Forum: VoltDB Architecture

Post: Is there fault protection on the table partition level?

Is there fault protection on the table partition level?
ccherng
Feb 14, 2014
This page http://voltdb.com/docs/UsingVoltDB/KsafeNetPart.php says that fault protection will keep up the larger segment of the cluster in the event of a network partition.

Is there a notion of keeping up the larger part of the replication of a partition of a table?

One could imagine a table that is partitioned such that partitions A are located on machines in the United States and partitions B are located on machines in say India. Assume most of the queries at each site India and the United States are mostly independent of each other.

Then in the event of a network split between the two sites would it make sense to have a notion of keeping both sites up instead of just keeping up the site with the most machines in the cluster.
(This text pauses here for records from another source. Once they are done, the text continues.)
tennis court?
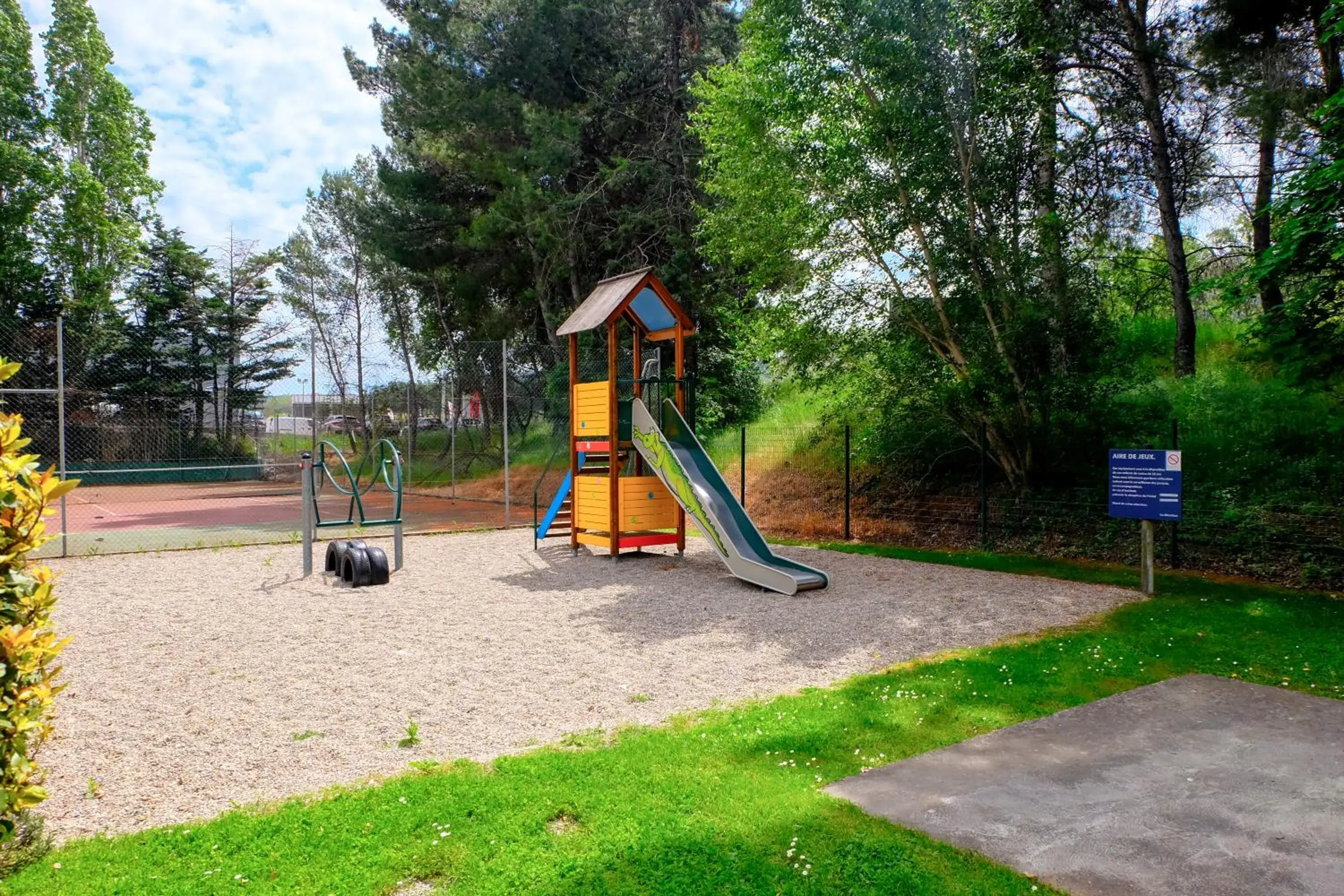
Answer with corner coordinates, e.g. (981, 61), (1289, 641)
(40, 470), (513, 556)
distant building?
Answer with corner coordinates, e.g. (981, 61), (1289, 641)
(289, 395), (359, 423)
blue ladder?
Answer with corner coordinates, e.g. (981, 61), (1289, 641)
(536, 451), (585, 538)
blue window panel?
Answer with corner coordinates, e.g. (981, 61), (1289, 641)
(630, 286), (676, 331)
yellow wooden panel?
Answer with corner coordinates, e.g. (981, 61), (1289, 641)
(571, 380), (612, 437)
(574, 475), (612, 532)
(621, 475), (676, 532)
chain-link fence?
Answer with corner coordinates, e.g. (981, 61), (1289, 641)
(0, 320), (1344, 587)
(0, 320), (569, 556)
(711, 423), (1344, 588)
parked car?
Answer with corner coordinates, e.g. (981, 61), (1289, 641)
(323, 414), (359, 433)
(402, 417), (446, 435)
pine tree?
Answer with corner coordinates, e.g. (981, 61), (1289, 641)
(0, 0), (52, 326)
(43, 0), (163, 328)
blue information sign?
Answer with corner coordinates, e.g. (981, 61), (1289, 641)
(1110, 448), (1181, 520)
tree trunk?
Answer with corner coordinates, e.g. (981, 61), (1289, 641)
(1117, 0), (1195, 376)
(1251, 109), (1284, 314)
(1314, 19), (1344, 98)
(1035, 8), (1071, 372)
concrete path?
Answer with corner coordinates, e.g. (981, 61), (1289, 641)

The idea being that each site can continue to handle queries for their partition of the table. And queries that require information or are dependent on the state of the other half of the table would be forbidden.
nshi
Mar 3, 2014
Hi ccherng,

Partition (fault) detection refers to the k-safety feature, where you have k+1 copies of the data in the database. When machines are separated from each other due to a network partition, if the two halves both still contain at least 1 copy of ALL partitions, they will diverge if they continue to run. In this case, the partition detection feature prevents the database from diverging by shutting down the smaller half.

However, if the cluster is separated in a way that one part doesn't have a complete copy of all partitions, those machines will be shut down because they are no longer complete.

In the scenario you described, letting partial database to continue running will result in inconsistent data during recovery.